Presentation to SAIGE Webinar: Safe Abortion in the Midst of a Pandemic, 27 May 2020, by Susana Chavez, Executive Secretary, CLACAI (Latin American Consortium against Unsafe Abortion)
In a regional context of persistent social and economic inequality, population changes and deep institutional weaknesses:
- 97% of women live in countries with very restrictive abortion laws,
- 6 countries prohibit abortion, and punish it as murder,
- 9 allow abortion only to save a woman’s life
- Only 1 out of 4 abortions is considered safe
- Unsafe abortion is the second highest cause of hospitalisation
- Poor women are the ones who get complications
- Misoprostol use outside the health system widespread and has reduced complications by a third
- There are barriers even to access legal abortions.
The high demand for care and the severity of Covid-19 has reduced and/or affected the provision of essential services for women and girls, including:
- pre- & post-natal care,
- termination of pregnancy,
- contraceptive availability,
- increased use of unnecessary interventions to reduce time in hospital, i.e. caesarean sections, forceps deliveries without medical indications,
- refusal of wellness interventions, i.e. use f analgesia/epidural, presence of a partner at delivery, separation from newborn,
- new barriers to accessing legal abortions, e.g. not including abortion in essential care, impediments to establishing medical boards,
- barriers to accessing safe abortion, e.g. information is available but not supplies, limited telehealth for poor women, and cost of misoprostol increased,
and has made anti-human rights activities worse, including discrediting WHO and states that are responsive to the pandemic, saying the virus is a plot to reduce “freedom”, a punishment from God, etc.
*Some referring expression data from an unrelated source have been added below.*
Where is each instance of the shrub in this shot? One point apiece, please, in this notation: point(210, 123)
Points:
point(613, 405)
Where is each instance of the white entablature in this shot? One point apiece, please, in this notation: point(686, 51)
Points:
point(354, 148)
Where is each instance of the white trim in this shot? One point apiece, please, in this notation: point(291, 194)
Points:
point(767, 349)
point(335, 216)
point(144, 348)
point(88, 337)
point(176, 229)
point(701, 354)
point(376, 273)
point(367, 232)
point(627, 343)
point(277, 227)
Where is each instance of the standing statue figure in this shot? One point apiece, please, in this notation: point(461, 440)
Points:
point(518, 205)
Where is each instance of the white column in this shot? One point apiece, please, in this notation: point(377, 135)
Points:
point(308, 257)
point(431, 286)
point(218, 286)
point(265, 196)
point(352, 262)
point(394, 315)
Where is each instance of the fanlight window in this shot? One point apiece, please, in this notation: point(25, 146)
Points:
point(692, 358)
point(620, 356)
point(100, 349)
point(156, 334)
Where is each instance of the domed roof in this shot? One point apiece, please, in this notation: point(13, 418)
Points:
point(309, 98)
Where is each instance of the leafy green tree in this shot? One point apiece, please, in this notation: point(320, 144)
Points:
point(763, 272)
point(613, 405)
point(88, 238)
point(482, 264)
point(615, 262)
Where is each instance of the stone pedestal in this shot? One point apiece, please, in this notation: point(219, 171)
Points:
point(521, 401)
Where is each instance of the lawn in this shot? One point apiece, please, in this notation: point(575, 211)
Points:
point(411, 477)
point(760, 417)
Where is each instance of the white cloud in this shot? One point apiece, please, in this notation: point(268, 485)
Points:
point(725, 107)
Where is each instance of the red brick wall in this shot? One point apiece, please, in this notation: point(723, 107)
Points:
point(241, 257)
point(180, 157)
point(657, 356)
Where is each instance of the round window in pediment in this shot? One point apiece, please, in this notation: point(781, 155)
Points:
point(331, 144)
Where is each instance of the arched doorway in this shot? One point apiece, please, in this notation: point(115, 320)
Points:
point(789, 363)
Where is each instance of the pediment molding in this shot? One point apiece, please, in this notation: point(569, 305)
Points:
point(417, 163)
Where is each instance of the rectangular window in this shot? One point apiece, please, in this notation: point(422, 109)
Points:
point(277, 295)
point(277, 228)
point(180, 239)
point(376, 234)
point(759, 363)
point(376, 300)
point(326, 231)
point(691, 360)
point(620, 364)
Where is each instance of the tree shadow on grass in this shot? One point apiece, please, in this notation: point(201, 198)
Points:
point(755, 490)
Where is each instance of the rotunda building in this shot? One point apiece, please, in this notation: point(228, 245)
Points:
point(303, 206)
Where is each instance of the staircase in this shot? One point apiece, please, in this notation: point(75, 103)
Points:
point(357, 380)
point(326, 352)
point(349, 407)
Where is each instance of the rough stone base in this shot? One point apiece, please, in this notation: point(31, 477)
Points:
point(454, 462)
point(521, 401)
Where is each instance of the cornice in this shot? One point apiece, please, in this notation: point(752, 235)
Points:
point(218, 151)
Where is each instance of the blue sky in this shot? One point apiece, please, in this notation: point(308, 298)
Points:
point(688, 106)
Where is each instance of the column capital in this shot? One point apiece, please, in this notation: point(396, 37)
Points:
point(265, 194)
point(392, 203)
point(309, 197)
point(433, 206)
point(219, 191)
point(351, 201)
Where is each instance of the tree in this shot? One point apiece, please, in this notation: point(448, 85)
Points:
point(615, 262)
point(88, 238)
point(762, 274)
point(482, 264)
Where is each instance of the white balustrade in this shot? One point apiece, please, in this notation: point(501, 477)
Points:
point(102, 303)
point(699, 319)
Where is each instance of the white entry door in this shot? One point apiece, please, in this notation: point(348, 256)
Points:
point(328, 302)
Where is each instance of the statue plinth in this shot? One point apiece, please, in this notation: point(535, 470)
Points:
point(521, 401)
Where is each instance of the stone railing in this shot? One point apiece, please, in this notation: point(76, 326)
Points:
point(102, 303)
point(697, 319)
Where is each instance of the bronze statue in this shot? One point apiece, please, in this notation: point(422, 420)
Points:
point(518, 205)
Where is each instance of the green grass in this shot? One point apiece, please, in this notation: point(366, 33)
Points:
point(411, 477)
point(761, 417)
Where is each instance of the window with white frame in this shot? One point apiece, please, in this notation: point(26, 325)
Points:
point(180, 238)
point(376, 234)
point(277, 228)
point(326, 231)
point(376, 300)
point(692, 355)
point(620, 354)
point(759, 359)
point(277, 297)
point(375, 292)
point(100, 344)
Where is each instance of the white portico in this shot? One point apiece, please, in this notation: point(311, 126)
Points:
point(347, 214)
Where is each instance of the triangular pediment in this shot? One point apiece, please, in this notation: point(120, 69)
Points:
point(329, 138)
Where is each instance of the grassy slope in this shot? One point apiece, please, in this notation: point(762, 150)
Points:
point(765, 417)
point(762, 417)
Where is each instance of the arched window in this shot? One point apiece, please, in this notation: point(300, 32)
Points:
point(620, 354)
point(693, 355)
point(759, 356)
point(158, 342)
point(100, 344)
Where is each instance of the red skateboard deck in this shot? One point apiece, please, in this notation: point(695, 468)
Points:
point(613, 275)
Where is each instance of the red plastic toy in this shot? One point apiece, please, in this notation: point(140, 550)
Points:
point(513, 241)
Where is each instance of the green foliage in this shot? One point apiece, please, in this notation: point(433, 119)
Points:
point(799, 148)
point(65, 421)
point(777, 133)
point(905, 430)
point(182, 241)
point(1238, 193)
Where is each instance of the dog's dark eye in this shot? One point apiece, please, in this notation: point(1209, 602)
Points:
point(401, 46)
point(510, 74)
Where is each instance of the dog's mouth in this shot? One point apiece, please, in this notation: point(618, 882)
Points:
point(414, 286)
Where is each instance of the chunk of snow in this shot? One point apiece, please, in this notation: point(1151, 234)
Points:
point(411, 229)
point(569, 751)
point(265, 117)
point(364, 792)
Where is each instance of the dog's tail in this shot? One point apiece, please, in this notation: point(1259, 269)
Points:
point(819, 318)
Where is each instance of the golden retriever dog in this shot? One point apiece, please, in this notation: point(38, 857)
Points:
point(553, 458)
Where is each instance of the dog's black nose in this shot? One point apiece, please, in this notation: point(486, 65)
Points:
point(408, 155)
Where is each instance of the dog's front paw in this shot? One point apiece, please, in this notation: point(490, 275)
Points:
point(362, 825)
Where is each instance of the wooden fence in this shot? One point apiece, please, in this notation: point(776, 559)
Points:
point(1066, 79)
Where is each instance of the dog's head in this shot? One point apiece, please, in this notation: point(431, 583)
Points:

CLACAI presented an analysis to the Inter-American Commission on Human Rights, supported by more than 90 organisations, calling for appropriate guidelines to ensure continuity of care, and ensure personnel, supplies and medications for sexual and reproductive health, including:
- adoption of telehealth strategies for low complexity outpatient care,
- enable at all levels of care provision of SRH services,
- delivery of medications without contact with healthcare personnel,
- remove time limits and other unnecessary requirements,
- ensure sufficient supplies to reduce visits to health centres,
- simplify the medication acquisition process and enable simple prescriptions and electronic prescriptions, and
- guarantee state purchase of supplies to ensure the continuity of care and rights.
They have developed a monitoring system for use in nine countries, in coordination with local organisations, to define monitoring indicators, implement a monitoring system, do national advocacy with national oversight, identify serious cases of neglect, and demand accountability processes.
Other presentations in this webinar were by Sivananthi Thanenthiran (ARROW, Malaysia), Clara Padilla (EnGenderRights/PINSAN, Philippines), Mageda Esolyo (WGNRR Africa), and especially Shanta Laxmi Shrestha (Beyond Beijing Committee, Nepal), all of which are best listened to in full.